Table of Contents
NFRA Orders, Audit Documentation & Audit Quality normal finding:
The inspections indicate recurring weaknesses in four critical areas like independence and ethics, audit documentation, audit evidence, professional skepticism, and quality control systems (SQC-1/SQM). The National Financial Reporting Authority's clear message is "If it is not documented, it is not done. Audit firms must maintain robust documentation, exercise professional skepticism, ensure independence, and issue appropriate audit opinions based on the nature and pervasiveness of misstatements. Based on the different NFRA inspection reports and audit quality observations, the major findings are mentioned here under:
1. Independence Violations
- Shareholding in Audit Client Group: Partners of an audit firm's network held securities in the holding company of an audit client. Securities continued to be acquired even after the audit engagement commenced. Independence monitoring systems failed to identify the breach promptly. And remedial action was taken only after significant delay.
- Incorrect Eligibility Checks: Audit firms used the term “Immediate Family Member" instead of “Relative" as defined under the Companies Act. This could miss disqualifying interests of siblings, in-laws, step-relatives, and other relatives. Eligibility letters issued under this system were potentially non-compliant.
2. Human Resource & Competency Issues
- National Financial Reporting Authority noted that Fake CA Qualification: An employee was hired as a Chartered Accountant in January 2021; qualification verification was conducted only after 2.5 years; ICAI confirmed the CA certificate was fake; the individual worked 3,937 audit hours before detection.
3. Engagement Partner and Reporting Issues
- The National Financial Reporting Authority noted that audit reports were Signed by non-engagement partners: In 40 audit engagements, partners other than the engagement partner signed audit reports. Also NFRA observed this practice was not compliant with SQC 1 and SA 700 requirements.
4. Improper Audit Opinions
- Revenue Recognition Case: The National Financial Reporting Authority noted that A disputed receivable was not provided for in the financial statements. The auditor relied on management's legal opinion. An Emphasis of Matter (EOM) paragraph was used instead of modifying the audit opinion. No SA 450 misstatement evaluation was performed. No communication to Those Charged with Governance (TCWG) regarding possible misstatement.

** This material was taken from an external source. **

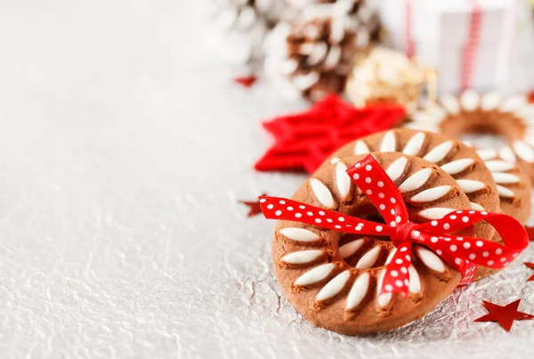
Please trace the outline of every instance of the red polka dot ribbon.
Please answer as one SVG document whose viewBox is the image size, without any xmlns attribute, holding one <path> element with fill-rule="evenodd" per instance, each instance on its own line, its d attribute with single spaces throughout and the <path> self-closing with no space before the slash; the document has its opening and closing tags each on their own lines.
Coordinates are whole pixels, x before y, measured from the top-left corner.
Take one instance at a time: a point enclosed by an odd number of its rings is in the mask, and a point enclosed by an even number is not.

- Wrong Type of Modified Opinion: The National Financial Reporting Authority found cases where auditors issued like a qualified opinion instead of an adverse opinion or a qualified opinion instead of a disclaimer of opinion. The pervasive nature of misstatements was not properly evaluated.

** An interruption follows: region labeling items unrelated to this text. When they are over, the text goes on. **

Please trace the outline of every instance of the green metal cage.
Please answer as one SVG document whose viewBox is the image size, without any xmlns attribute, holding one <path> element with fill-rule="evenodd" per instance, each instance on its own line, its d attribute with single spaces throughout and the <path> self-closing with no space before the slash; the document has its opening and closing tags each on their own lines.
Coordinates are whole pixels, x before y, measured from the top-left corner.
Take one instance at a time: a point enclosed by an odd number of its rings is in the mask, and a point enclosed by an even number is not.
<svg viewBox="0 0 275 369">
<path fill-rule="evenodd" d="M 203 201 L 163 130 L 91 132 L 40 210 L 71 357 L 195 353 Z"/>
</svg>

5. Serious Documentation Deficiencies
- Missing Audit Evidence : National Financial Reporting Authority noted that material PPE additions in Q4 were not supported by audit working papers. No evidence of invoice testing, capitalization verification, vendor agreement review, or physical verification procedures. The auditor claimed work was performed but not assembled in the audit file.

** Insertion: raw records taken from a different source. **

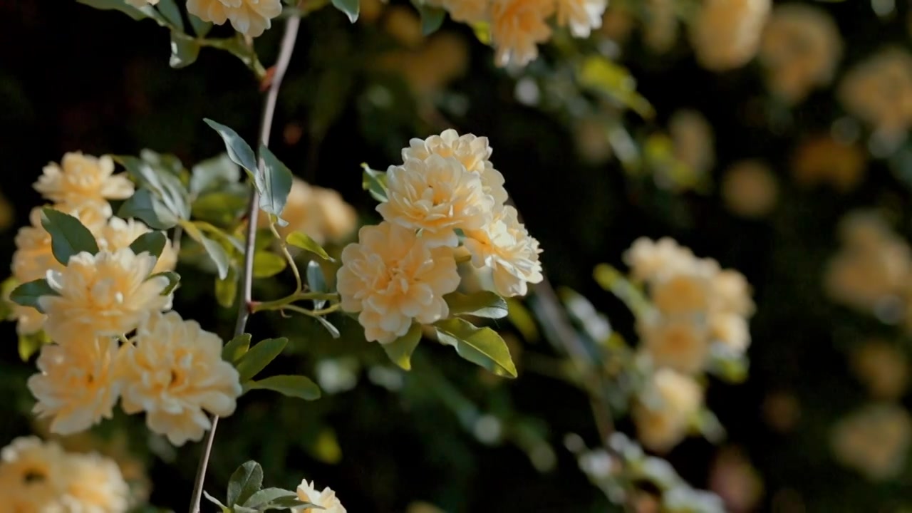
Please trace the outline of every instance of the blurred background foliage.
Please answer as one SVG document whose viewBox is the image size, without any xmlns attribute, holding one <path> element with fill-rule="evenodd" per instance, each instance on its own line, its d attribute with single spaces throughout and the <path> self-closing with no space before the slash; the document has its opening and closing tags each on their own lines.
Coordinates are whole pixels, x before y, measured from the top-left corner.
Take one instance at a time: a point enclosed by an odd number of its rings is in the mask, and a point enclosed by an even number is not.
<svg viewBox="0 0 912 513">
<path fill-rule="evenodd" d="M 492 161 L 544 249 L 550 280 L 590 298 L 627 340 L 636 340 L 631 314 L 592 269 L 603 262 L 623 268 L 621 254 L 637 237 L 671 236 L 739 269 L 758 305 L 750 377 L 709 387 L 727 437 L 719 445 L 689 438 L 668 461 L 731 511 L 908 508 L 905 359 L 912 345 L 902 324 L 912 287 L 909 5 L 813 4 L 834 21 L 839 39 L 830 49 L 838 44 L 842 57 L 833 83 L 823 79 L 796 96 L 788 79 L 771 75 L 769 59 L 707 69 L 683 34 L 657 34 L 648 23 L 659 4 L 613 2 L 593 37 L 558 32 L 521 71 L 495 68 L 472 27 L 447 21 L 422 37 L 408 4 L 364 0 L 353 25 L 319 10 L 304 19 L 271 146 L 295 174 L 339 191 L 370 223 L 375 202 L 361 188 L 361 162 L 385 169 L 410 138 L 448 127 L 488 136 Z M 676 5 L 686 18 L 690 4 Z M 257 85 L 231 55 L 204 48 L 193 66 L 174 70 L 168 37 L 150 22 L 70 1 L 5 0 L 0 14 L 0 189 L 8 203 L 0 211 L 0 260 L 9 261 L 15 227 L 39 203 L 31 184 L 65 152 L 150 148 L 196 162 L 223 150 L 205 117 L 254 139 Z M 230 33 L 212 34 L 221 31 Z M 275 58 L 279 34 L 257 39 L 264 62 Z M 840 88 L 858 63 L 887 47 L 907 59 L 887 80 L 893 89 Z M 853 108 L 852 94 L 886 107 Z M 850 117 L 872 110 L 866 120 Z M 898 120 L 874 130 L 871 120 L 889 118 L 885 112 Z M 873 209 L 880 221 L 845 228 L 858 209 Z M 868 242 L 853 246 L 859 238 Z M 831 264 L 837 254 L 845 261 Z M 181 275 L 175 309 L 227 336 L 233 312 L 217 306 L 212 276 Z M 258 287 L 265 296 L 282 286 Z M 220 424 L 207 490 L 223 495 L 231 472 L 255 459 L 267 485 L 316 478 L 356 512 L 615 508 L 564 443 L 573 433 L 598 445 L 588 400 L 535 364 L 555 354 L 534 331 L 497 324 L 520 372 L 507 382 L 431 344 L 403 373 L 363 341 L 354 320 L 334 322 L 338 340 L 306 319 L 254 319 L 257 336 L 292 341 L 293 355 L 275 372 L 314 376 L 325 397 L 300 403 L 245 395 L 239 414 Z M 33 367 L 19 358 L 13 324 L 2 329 L 0 440 L 10 440 L 41 426 L 31 420 L 25 388 Z M 885 374 L 894 379 L 884 382 Z M 898 418 L 886 421 L 897 434 L 871 428 L 872 415 L 845 428 L 872 401 L 901 406 L 873 415 Z M 627 421 L 617 428 L 631 432 Z M 118 417 L 97 432 L 69 444 L 123 460 L 128 477 L 151 484 L 156 507 L 185 508 L 198 446 L 174 450 L 149 438 L 137 418 Z"/>
</svg>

- Integrity of Audit Documentation: National Financial Reporting Authority identified that working papers were signed before events actually occurred. Representation letters dated after preparer and reviewer sign-off dates, working papers modified after audit report issuance, and the possibility of inserting blank audit working papers later without affecting sign-off dates.
6. SQC-1 / Quality Control Deficiencies:
- National Financial Reporting Authority found the Common observations across inspected firms included Absence of formal SQC-1 documentation, Weak internal quality monitoring systems and inadequate engagement quality control reviews (EQCR). Improper network entity disclosures and lack of documented rationale for audit judgments. With deficiencies in client acceptance and continuance procedures.
7. Non-Audit Services Violations
- The National Financial Reporting Authority noted that several cases where audit firms rendered prohibited non-audit services, possible violations of Section 144 of the Companies Act, 2013, were observed.
8. Risk Assessment and Audit Execution Failures
- Key issues noted by the National Financial Reporting Authority, like engagement team independence confirmations not obtained. During impaction, the National Financial Reporting Authority found that audit risk reassessment was not performed as required by SA 315, impairment testing procedures were deficient, and presumed fraud risks were inadequately documented. And excessive reliance on management experts without evaluating assumptions used.
9. Going Concern Deficiencies
- National Financial Reporting Authority observed Reliance on outdated and unsigned support letters, Inadequate evaluation of going concern assumptions, Failure to correctly report material uncertainties: During impaction, the National Financial Reporting Authority found that auditors were not adequately assessing evidence related to financial support and liquidity.